Pourquoi la bibliodiversité ?

« Le manque de diver­sité média­tique et la concen­tra­tion des secteurs de l’édi­tion et de la vente empêchent une multi­tude de voix d’être enten­dues ou lues. On est alors en présence de mono­cul­tures de l’es­prit (Vandana Shiva) qui sont tout aussi destruc­trices que les mono­cul­tures agri­coles ou mili­taires. »

Susan Hawthorne, Biblio­di­ver­sité, 2014

Biblio­di­ver­sité, l’ou­vrage de l’édi­trice fémi­niste austra­lienne Susan Hawthorne, est un petit bijou de préci­sion et de radi­ca­lité sur les ques­tions d’ex­pres­sion équi­table (fair speech).

La notion de « biblio­di­ver­sité » est née dans les années 1990 au sein d’un collec­tif de maisons d’édi­tion indé­pen­dantes chiliennes, et il s’est peu à peu imposé dans les mondes du livre et de la lecture, notam­ment à travers le soutien de l’Al­liance inter­na­tio­nale des éditeurs indé­pen­dants – qui en a fait une notion-clé au sein de son réseau mondial de 750 maisons d’édi­tion.

La « biblio­di­ver­sité », pour le dire le plus simple­ment possible, c’est la diver­sité des manières de racon­ter des histoires, partout sur la planète et dans toutes les langues.

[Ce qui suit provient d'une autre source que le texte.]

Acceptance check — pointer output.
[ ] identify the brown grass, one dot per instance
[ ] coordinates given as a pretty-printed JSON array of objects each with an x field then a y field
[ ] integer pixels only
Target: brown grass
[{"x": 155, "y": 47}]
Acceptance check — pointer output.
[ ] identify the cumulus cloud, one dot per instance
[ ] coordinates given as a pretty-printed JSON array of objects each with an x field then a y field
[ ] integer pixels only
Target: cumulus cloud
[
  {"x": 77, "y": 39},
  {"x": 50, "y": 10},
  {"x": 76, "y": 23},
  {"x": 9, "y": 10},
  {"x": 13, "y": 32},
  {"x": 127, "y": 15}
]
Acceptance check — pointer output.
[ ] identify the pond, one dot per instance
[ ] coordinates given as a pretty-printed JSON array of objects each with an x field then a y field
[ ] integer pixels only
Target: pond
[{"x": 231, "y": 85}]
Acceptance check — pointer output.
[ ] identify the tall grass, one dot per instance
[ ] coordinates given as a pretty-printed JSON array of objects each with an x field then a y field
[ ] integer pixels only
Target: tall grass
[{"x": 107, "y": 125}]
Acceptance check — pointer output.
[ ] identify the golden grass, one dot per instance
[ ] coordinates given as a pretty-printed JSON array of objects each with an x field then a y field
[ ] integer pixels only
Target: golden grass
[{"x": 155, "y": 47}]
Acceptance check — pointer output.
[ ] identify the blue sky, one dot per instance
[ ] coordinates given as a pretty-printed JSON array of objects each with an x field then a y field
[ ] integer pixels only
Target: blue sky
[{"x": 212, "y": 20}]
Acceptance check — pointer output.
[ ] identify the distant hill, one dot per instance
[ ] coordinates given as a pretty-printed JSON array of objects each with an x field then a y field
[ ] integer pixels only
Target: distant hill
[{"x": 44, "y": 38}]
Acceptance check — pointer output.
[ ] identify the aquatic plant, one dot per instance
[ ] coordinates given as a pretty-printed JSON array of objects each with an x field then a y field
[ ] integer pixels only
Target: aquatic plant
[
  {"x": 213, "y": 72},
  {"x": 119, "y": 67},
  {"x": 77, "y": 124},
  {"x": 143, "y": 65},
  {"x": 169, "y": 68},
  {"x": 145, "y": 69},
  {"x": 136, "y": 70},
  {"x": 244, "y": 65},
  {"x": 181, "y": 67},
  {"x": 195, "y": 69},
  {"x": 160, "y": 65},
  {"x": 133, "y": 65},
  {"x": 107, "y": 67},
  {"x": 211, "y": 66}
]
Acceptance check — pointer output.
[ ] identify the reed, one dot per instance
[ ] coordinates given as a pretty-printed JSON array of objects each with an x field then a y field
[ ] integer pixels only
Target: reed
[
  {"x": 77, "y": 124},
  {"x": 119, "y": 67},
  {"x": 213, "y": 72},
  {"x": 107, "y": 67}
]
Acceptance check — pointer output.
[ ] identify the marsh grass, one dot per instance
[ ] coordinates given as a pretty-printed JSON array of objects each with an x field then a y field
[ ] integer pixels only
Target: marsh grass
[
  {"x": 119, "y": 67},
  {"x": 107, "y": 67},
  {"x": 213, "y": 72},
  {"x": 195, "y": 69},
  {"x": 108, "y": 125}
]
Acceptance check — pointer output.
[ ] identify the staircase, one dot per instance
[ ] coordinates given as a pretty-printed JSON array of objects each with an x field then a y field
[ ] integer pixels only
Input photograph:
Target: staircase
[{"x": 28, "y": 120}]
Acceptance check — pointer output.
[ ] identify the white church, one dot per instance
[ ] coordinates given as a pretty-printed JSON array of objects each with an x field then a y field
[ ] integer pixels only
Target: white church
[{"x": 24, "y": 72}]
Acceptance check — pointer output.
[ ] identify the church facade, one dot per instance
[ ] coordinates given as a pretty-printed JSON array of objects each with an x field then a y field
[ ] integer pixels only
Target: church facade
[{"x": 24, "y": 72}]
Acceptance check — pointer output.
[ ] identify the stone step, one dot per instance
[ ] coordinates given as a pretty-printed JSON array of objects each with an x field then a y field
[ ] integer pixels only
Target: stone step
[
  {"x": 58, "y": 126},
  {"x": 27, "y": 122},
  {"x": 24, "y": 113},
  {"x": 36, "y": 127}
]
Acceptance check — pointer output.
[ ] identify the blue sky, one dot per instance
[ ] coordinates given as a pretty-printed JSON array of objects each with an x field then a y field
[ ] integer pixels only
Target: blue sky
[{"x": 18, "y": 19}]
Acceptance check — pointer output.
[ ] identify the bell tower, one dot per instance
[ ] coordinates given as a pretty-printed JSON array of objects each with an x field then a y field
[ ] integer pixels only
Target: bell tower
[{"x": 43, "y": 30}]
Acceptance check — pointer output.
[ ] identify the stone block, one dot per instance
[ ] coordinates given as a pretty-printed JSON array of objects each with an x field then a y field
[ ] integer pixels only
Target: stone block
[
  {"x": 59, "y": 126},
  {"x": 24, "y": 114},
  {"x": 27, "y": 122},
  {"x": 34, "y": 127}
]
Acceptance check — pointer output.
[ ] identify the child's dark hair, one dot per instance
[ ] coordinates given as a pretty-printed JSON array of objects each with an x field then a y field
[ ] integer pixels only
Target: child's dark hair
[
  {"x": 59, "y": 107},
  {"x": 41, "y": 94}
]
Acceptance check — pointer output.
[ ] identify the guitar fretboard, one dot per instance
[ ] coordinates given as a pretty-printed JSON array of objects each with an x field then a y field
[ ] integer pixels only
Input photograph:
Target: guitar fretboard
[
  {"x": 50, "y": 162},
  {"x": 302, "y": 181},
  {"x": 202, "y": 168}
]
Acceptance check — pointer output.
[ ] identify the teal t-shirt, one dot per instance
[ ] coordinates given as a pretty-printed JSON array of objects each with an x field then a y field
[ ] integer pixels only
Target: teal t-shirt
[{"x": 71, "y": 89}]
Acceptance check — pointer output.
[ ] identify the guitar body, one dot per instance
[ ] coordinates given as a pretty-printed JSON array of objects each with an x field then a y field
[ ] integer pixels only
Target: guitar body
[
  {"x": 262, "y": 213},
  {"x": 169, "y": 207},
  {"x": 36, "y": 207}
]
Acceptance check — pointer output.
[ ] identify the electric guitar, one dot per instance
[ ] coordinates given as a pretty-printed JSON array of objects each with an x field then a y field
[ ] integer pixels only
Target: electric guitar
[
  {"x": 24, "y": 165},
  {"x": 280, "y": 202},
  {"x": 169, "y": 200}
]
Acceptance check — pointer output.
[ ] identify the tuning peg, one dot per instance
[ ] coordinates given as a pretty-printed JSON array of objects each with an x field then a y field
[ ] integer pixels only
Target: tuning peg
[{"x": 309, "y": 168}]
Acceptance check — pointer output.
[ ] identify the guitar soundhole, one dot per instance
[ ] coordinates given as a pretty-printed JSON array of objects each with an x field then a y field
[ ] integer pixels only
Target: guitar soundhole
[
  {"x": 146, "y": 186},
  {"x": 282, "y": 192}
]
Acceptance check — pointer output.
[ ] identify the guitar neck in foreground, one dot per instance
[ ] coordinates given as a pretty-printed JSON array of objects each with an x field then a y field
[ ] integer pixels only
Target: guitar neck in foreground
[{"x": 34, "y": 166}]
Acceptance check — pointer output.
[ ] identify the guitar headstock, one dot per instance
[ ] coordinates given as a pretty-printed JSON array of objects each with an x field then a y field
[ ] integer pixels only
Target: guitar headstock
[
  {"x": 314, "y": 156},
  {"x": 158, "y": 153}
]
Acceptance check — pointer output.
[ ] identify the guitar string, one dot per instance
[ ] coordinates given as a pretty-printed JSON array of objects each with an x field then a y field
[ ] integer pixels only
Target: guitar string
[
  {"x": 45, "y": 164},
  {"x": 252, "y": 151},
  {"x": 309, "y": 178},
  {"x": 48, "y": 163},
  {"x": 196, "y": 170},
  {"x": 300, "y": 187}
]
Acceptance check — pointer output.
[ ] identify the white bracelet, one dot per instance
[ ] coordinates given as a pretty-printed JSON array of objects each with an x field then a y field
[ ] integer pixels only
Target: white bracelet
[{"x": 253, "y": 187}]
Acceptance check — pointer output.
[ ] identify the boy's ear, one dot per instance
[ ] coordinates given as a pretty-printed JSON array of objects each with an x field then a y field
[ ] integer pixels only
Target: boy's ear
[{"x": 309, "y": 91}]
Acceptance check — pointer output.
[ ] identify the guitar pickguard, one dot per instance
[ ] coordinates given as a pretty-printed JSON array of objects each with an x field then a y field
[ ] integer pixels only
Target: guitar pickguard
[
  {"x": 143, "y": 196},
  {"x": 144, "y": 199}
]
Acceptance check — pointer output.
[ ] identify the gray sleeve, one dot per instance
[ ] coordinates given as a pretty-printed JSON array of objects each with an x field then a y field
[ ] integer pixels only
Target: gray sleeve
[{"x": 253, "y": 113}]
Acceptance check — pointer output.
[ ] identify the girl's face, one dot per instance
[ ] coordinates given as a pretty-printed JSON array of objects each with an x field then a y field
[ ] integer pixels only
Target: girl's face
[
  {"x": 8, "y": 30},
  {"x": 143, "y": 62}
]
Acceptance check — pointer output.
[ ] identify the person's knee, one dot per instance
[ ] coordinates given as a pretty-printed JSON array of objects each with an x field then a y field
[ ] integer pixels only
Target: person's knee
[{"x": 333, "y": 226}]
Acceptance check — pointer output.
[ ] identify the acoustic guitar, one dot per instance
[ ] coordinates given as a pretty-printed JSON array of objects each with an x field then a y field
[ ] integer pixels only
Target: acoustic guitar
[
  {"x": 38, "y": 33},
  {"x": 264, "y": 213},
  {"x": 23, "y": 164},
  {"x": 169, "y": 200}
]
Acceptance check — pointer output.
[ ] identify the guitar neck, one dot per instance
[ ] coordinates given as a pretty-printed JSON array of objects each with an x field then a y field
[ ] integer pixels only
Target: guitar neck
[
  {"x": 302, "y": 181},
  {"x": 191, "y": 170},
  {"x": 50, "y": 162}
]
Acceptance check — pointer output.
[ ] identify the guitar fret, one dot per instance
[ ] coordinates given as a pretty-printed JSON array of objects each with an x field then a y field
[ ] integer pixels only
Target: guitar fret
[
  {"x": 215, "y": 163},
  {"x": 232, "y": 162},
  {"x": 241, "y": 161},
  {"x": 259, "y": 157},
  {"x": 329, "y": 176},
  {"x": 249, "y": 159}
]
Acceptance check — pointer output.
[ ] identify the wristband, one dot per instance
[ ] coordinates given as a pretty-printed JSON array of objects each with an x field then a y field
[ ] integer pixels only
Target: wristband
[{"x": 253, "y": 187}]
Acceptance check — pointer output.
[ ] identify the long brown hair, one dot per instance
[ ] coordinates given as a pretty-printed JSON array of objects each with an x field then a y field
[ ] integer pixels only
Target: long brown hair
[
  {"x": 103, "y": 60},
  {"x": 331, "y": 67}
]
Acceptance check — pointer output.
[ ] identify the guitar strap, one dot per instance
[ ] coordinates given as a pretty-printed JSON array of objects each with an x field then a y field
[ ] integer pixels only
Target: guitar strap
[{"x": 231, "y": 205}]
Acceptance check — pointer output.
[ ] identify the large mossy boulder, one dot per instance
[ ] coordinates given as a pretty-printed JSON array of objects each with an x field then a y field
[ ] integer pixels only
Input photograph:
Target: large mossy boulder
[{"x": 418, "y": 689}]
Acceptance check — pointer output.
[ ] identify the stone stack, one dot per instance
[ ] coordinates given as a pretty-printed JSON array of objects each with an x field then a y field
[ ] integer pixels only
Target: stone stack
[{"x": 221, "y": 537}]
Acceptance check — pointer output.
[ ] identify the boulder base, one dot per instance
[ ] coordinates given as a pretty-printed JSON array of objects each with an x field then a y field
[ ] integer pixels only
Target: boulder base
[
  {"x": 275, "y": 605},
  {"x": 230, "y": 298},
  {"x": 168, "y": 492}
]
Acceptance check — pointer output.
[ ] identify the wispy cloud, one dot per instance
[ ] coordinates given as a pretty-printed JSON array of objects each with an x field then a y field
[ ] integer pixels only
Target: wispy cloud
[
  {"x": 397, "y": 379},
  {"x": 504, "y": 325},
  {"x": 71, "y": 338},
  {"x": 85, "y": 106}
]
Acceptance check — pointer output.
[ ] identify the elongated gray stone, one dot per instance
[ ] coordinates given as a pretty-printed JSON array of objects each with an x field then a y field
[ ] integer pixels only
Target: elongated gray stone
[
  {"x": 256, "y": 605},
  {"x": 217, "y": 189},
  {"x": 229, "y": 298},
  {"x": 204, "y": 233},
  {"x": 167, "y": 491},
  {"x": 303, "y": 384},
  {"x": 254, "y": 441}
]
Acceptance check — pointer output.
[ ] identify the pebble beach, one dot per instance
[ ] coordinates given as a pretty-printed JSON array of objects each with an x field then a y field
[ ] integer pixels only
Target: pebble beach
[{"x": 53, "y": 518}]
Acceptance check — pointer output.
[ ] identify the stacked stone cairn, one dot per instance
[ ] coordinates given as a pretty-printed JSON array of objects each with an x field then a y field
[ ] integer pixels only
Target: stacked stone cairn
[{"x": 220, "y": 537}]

Cette diver­sité des manières de dire (corol­laire à la biodi­ver­sité), bien que de plus en plus écrite, reste majo­ri­tai­re­ment orale. Et, à côté des grandes langues véhi­cu­laires (arabe, anglais, espa­gnol, portu­gais, français…), c’est aussi à la myriade des cultures des quatre coins du globe qu’il s’agit ici de penser pour envi­sa­ger notre problème. Comme le dit Susan Hawthorne : « Les faiseurs et faiseuses de biblio­di­ver­sité vivent en marge socia­le­ment et poli­tique­ment, et souvent aussi géogra­phique­ment et linguis­tique­ment. »

Prendre sérieu­se­ment en consi­dé­ra­tion les enjeux de biblio­di­ver­sité depuis chez nous amène à opérer au moins trois décen­tre­ments :

Une approche inter­na­tio­nale.

L’ap­proche des livres et de la lecture par l’angle de la biblio­di­ver­sité empêche toute réflexion unique­ment franco-française. La circu­la­tion des idées, comme la fabri­ca­tion des livres, sont pris à l’in­té­rieur de réseaux mondiaux multiples. Défendre la diver­sité des idées et des manières de dire, c’est donc aussi néces­sai­re­ment défendre la possi­bi­lité pour tous les êtres humains, et pour toutes les cultures et toutes les langues, de s’ex­pri­mer.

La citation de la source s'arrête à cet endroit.